Master Limited Partnerships (MLPs) are one of the more tax efficient income generating investments around, given that investors can deduct depreciation from their distributions and thereby defer portions of their tax liability until they sell. We’ve been running an MLP strategy for many years, directly invested in a portfolio of partnerships. This is the best way to own MLPs for high net worth clients.
Recently I’ve noticed a couple of articles discussing how much tax revenue the IRS forgoes through this treatment. A recent estimate from the non-partisan Joint Committee on Taxation put the figure at $1.2 billion annually. It’s not much in the context of a $3.5 trillion budget, but still worth noting in case tax reform renders this a source of new revenue.
Another interesting development has been the strong growth of various funds (closed end funds, ETFs, ETNs) to hold MLPs for those investors unwilling to deal with K-1s. These vehicles give you a 1099, but the price you pay is a complete loss of the tax efficiency MLPs provide. 1099s come at a considerable cost. Nonetheless, these vehicles are growing strongly. Barrons noted their growth and listed funds that held in aggregate $22BN in MLPs, which is about 10% of the float adjusted market cap of the Alerian MLP index.
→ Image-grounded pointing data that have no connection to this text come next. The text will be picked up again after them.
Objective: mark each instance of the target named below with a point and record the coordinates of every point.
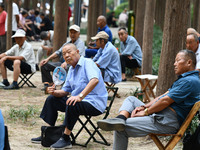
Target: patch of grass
(21, 114)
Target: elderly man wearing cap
(47, 67)
(20, 59)
(88, 95)
(47, 45)
(107, 58)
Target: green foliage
(157, 45)
(21, 114)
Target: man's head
(20, 37)
(74, 32)
(45, 35)
(71, 54)
(101, 39)
(192, 42)
(123, 34)
(185, 61)
(101, 21)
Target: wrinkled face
(191, 44)
(74, 35)
(70, 55)
(181, 64)
(122, 35)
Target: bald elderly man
(102, 26)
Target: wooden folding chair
(25, 79)
(176, 137)
(112, 85)
(94, 126)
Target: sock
(66, 137)
(15, 82)
(121, 117)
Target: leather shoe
(112, 124)
(11, 87)
(62, 144)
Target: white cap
(19, 33)
(102, 35)
(74, 27)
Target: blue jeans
(2, 131)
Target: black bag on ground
(192, 142)
(51, 134)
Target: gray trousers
(163, 122)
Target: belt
(172, 110)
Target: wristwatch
(81, 96)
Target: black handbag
(51, 134)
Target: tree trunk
(148, 37)
(60, 26)
(174, 35)
(95, 10)
(51, 10)
(160, 13)
(9, 25)
(139, 21)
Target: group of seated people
(84, 91)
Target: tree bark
(60, 26)
(160, 13)
(174, 35)
(9, 25)
(148, 37)
(139, 21)
(94, 11)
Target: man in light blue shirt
(130, 52)
(107, 58)
(88, 95)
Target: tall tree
(96, 8)
(139, 21)
(60, 26)
(174, 35)
(160, 13)
(9, 25)
(148, 37)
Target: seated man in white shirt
(20, 59)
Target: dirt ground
(21, 132)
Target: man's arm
(90, 86)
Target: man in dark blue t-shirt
(164, 114)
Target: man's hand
(73, 99)
(43, 62)
(136, 110)
(139, 114)
(64, 65)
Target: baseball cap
(74, 27)
(19, 33)
(102, 35)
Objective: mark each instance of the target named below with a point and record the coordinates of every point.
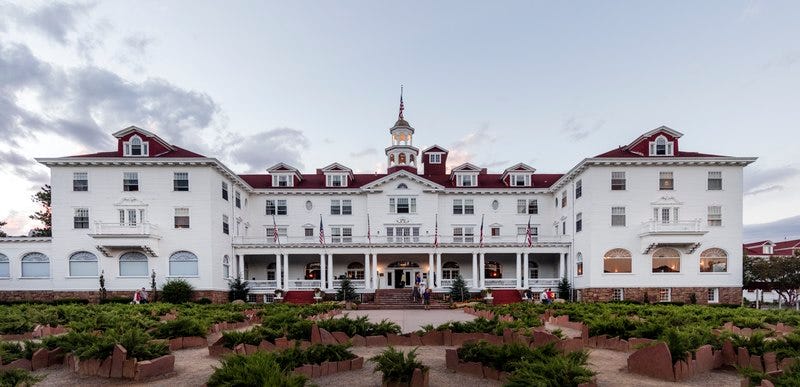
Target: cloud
(262, 150)
(757, 181)
(787, 228)
(578, 129)
(364, 152)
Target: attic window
(661, 147)
(136, 147)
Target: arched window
(666, 260)
(493, 270)
(35, 265)
(133, 264)
(450, 270)
(5, 267)
(83, 264)
(312, 270)
(617, 261)
(355, 270)
(714, 260)
(183, 263)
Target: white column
(482, 269)
(475, 280)
(375, 278)
(526, 270)
(322, 283)
(330, 270)
(278, 272)
(430, 270)
(286, 271)
(367, 272)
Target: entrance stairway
(506, 296)
(400, 299)
(299, 297)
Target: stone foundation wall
(726, 295)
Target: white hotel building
(646, 218)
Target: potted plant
(399, 369)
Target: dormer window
(661, 147)
(336, 180)
(136, 147)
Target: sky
(315, 82)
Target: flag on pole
(528, 235)
(321, 232)
(481, 240)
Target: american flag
(528, 235)
(321, 232)
(481, 237)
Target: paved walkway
(413, 320)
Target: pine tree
(459, 292)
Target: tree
(459, 292)
(781, 274)
(45, 215)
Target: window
(35, 265)
(81, 218)
(181, 218)
(180, 181)
(83, 264)
(182, 263)
(666, 260)
(463, 234)
(665, 181)
(467, 180)
(714, 216)
(618, 181)
(714, 181)
(133, 264)
(341, 207)
(450, 270)
(713, 295)
(463, 206)
(530, 206)
(714, 260)
(277, 207)
(340, 234)
(665, 295)
(130, 181)
(336, 180)
(617, 261)
(226, 267)
(5, 267)
(618, 216)
(403, 205)
(80, 181)
(355, 270)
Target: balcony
(112, 237)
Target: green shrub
(259, 369)
(396, 366)
(177, 291)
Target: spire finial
(400, 116)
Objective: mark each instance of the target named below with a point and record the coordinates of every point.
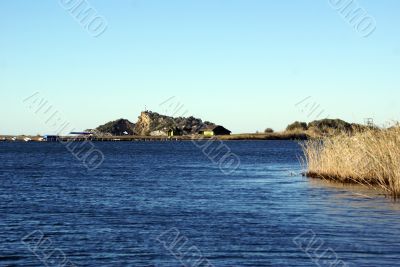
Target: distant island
(155, 126)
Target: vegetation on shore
(366, 156)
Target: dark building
(51, 138)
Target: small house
(210, 131)
(51, 138)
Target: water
(118, 214)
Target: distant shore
(232, 137)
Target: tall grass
(370, 157)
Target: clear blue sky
(240, 63)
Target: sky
(244, 64)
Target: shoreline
(129, 138)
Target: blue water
(146, 195)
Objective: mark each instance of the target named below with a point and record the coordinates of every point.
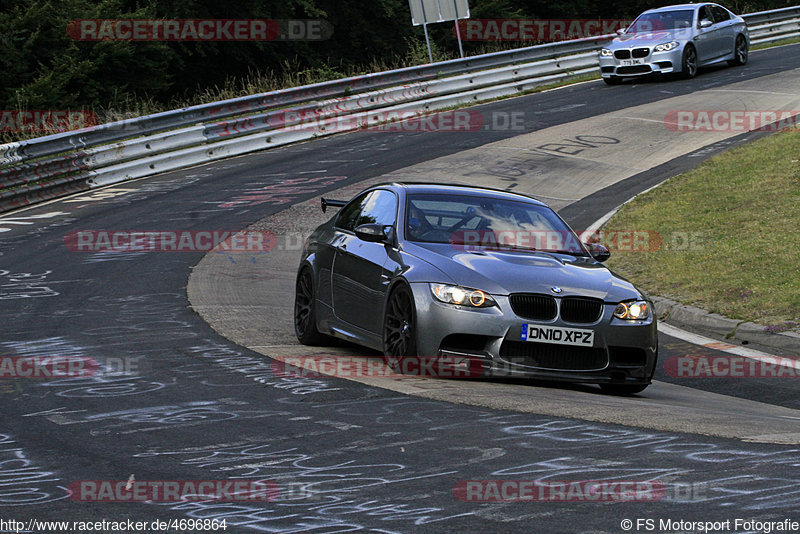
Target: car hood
(502, 272)
(653, 38)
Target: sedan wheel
(305, 317)
(399, 327)
(689, 62)
(740, 52)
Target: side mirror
(374, 233)
(598, 251)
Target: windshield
(477, 223)
(662, 21)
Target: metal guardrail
(54, 165)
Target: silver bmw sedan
(676, 39)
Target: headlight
(462, 296)
(666, 47)
(634, 310)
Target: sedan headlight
(462, 296)
(634, 310)
(666, 47)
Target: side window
(374, 207)
(380, 208)
(348, 217)
(704, 13)
(720, 14)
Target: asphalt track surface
(191, 405)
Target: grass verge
(729, 232)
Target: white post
(458, 31)
(425, 29)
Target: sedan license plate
(557, 335)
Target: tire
(305, 314)
(689, 62)
(740, 52)
(399, 327)
(630, 389)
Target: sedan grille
(635, 69)
(554, 357)
(531, 306)
(581, 310)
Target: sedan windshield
(662, 21)
(477, 223)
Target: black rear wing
(330, 202)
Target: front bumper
(489, 339)
(652, 63)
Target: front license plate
(557, 335)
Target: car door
(726, 28)
(359, 280)
(707, 40)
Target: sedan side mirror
(598, 251)
(374, 233)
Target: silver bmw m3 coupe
(676, 39)
(477, 277)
Although all these vehicles are only appropriate for smaller investors, their growth is performing a great service to people who continue to invest directly in MLPs and receive K-1s. Because the indirect investors are receiving their returns after tax, the tax loss to the U.S. Treasury is less than would otherwise be the case. Let’s hope that all these funds continue to grow, funded by smaller and less tax sensitive investors.